Scanning electron microscopy images provided structural insight into these textural differences (Figure 2i,j). The pork gel displayed a dense, continuous microstructure with minimal pores, indicative of a well-formed network. In contrast, the squid sample showed a loose, porous structure with noticeably larger cavities. In fermented silver carp mince, as fermentation progressed, microscopic results showed a higher density in samples due to increased interactions [25]. The loose structure in the squid samples is direct evidence of weak interactions. These findings collectively indicate that the sodium citrate-treated squid developed a weaker gel network than pork, consistent with its lower mechanical strength.

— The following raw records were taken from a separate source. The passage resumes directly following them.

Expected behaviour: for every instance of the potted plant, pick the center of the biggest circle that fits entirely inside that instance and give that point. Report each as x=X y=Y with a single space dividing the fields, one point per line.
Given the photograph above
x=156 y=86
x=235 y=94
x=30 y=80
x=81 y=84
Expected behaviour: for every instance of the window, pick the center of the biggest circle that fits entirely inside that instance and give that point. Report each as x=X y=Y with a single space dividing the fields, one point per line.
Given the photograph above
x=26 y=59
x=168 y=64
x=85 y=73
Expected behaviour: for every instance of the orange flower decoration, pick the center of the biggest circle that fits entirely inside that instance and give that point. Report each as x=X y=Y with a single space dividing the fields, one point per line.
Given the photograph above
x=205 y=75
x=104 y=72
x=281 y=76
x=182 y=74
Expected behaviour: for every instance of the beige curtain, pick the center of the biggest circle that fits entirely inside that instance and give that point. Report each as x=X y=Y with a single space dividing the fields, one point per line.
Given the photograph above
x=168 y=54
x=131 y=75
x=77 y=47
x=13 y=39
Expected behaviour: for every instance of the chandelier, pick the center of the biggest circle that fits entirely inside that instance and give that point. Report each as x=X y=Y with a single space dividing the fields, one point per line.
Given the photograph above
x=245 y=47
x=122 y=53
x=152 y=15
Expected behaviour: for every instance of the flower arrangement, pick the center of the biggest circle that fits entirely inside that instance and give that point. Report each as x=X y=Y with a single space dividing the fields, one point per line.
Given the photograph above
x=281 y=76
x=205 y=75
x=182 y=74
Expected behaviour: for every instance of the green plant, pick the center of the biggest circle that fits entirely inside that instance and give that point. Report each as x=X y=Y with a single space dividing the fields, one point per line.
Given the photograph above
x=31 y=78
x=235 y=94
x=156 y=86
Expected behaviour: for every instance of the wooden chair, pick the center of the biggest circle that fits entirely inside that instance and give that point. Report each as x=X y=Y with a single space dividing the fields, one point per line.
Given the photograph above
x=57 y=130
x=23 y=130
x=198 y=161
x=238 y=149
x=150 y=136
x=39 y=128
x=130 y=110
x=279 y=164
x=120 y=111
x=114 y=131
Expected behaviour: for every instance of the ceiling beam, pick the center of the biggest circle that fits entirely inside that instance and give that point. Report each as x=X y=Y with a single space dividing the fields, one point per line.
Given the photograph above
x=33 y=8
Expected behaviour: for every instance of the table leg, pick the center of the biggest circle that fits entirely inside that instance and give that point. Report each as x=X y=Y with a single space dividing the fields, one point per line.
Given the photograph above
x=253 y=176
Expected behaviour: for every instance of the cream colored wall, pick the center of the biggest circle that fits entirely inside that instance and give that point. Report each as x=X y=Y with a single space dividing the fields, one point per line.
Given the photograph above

2.3. Comparison of Water State of Giant Squid and Pork

The water holding capacity (WHC) of the squid samples was about 60.7%, while that of the pork samples was about 77.6% (Figure 3a), significantly higher than the former (p < 0.05). WHC is an indicator of gel quality, describing the ability to hold water [26]. It is believed that a higher WHC indicates that a sample has formed a good network structure, which leads to more water retention [27]. LF-NMR was used to study the water distribution of the pork and squid samples. Figure 3b shows three peaks in the samples. Based on the literature, relaxation times of 0–10 ms (T21), 10–100 ms (T22), and 100–1000 ms (T23) can be assigned to bound water, immobilized water, and free water, respectively [28]. As illustrated in Figure 3c–e, compared with pork, the peaks at T21, T22, and T23 of squid shifted to a higher relaxation time. Figure 3f–h shows the proportion of each peak in the samples. It can be seen that the proportion of T21 and T23 in squid was larger than that of pork. In terms of peak area, the T21, T22, and T23 areas of the squid were larger than those of the pork (Figure 3i–k). These results indicate that the squid gel not only contained more total water but also that this water was more mobile and less tightly bound, a characteristic often associated with a weak gel structure [29]. This aligns with the aforementioned results, confirming that the denser, more continuous network of the pork gel effectively immobilized water, whereas the coarse, porous structure of the squid gel led to poor water retention.

3. Conclusions

The present study confirmed that the gel quality of sodium citrate-treated giant squid was markedly inferior to that of pork. Specifically, the squid gel exhibited poorer rheological properties, a weaker microstructure, lower water-holding capacity, and inferior textural properties (e.g., a hardness of 259.78 g vs. 3305.92 g for pork), which collectively indicate an underdeveloped gel network. These results demonstrate that directly using soaked giant squid for surimi production is not advisable, and targeted interventions are necessary to improve the gel properties. The poor gel quality is likely attributable to the intrinsic properties of squid protein, potential quality deterioration during storage [6], and the impact of the soaking process itself [30]. To address this, future research should focus on methods to enhance gel formation. Promising strategies, as indicated by previous studies, include the addition of compounds such as organic acids [9] or laver powder [8], as well as the application of fermentation techniques [31,32]. Our prior work has laid a foundation by showing that co-inoculation with Lacticaseibacillus casei and Staphylococcus carnosus can significantly improve the gel quality of sodium citrate-treated giant squid samples supplemented with starch, soy protein isolate, and other ingredients [33,34]. Nevertheless, the fundamental reasons for the weak gelation of giant squid and the effect of different deodorization methods on its gel quality require further investigation.

4. Materials and Methods

4.1. Materials

The squid were obtained from Ningbo Feirun Co., Ltd. (Ningbo, China) and stored below −20 °C. The pork was purchased from a supermarket (Ningbo, China) and used on the same day.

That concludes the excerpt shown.